Additionally, you can note:

  • Added support for bootstrapping the rustc compiler using the rustc_codegen_gcc backend, which allows using the libgccjit library from the GCC project as a code generator in rustc, which allows rustc to support architectures and optimizations available in GCC. Compiler spin-up refers to the ability of rustc to use a GCC-based code generator to build the rustc compiler itself. On the practical side, this feature allows you to build rust-programs for architectures not previously supported in rustc.
  • The release of the uutils coreutils 0.0.13 toolkit is available, within which an analogue of the GNU Coreutils package, rewritten in the Rust language, is being developed. Coreutils comes with over a hundred utilities, including sort, cat, chmod, chown, chroot, cp, date, dd, echo, hostname, id, ln, and ls. The goal of the project is to create a cross-platform alternative implementation of Coreutils, capable of running on Windows, Redox and Fuchsia platforms, as well as distributing under the MIT permissive license instead of the GPL copyleft license.

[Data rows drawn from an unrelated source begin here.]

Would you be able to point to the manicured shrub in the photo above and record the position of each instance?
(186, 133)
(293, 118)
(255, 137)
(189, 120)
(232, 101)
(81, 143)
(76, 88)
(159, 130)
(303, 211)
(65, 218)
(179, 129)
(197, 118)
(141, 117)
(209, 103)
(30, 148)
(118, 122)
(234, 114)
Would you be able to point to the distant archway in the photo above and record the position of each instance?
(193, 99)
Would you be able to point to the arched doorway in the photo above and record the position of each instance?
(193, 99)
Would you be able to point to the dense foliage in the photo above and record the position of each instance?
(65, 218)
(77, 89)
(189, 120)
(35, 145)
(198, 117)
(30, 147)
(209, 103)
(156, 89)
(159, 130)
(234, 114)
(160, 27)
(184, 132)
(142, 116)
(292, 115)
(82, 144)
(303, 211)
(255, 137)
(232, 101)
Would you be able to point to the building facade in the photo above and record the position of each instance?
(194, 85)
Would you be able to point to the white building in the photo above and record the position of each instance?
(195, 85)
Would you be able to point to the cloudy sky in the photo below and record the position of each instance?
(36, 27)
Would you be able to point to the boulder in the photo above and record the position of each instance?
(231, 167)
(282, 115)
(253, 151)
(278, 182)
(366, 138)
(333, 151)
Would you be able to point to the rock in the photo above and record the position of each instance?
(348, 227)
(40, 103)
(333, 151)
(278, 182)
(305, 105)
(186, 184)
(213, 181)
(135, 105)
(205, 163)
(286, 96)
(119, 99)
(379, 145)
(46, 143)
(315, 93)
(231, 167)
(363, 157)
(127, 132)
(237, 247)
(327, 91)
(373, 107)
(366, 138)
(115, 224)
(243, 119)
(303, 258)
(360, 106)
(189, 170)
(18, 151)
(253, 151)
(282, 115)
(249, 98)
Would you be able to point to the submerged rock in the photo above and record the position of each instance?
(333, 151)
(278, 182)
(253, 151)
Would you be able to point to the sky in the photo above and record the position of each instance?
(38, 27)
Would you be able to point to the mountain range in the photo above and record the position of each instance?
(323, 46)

    The implementation of many utilities has been improved in the new version, including significantly improved compatibility of the cp, dd, df, split and tr utilities with their counterparts from the GNU project. Provided online documentation. The clap parser is used to parse command line arguments, which improved the output for the "--help" flag and added support for long command abbreviations (for example, you can specify "ls -col" instead of "ls -color").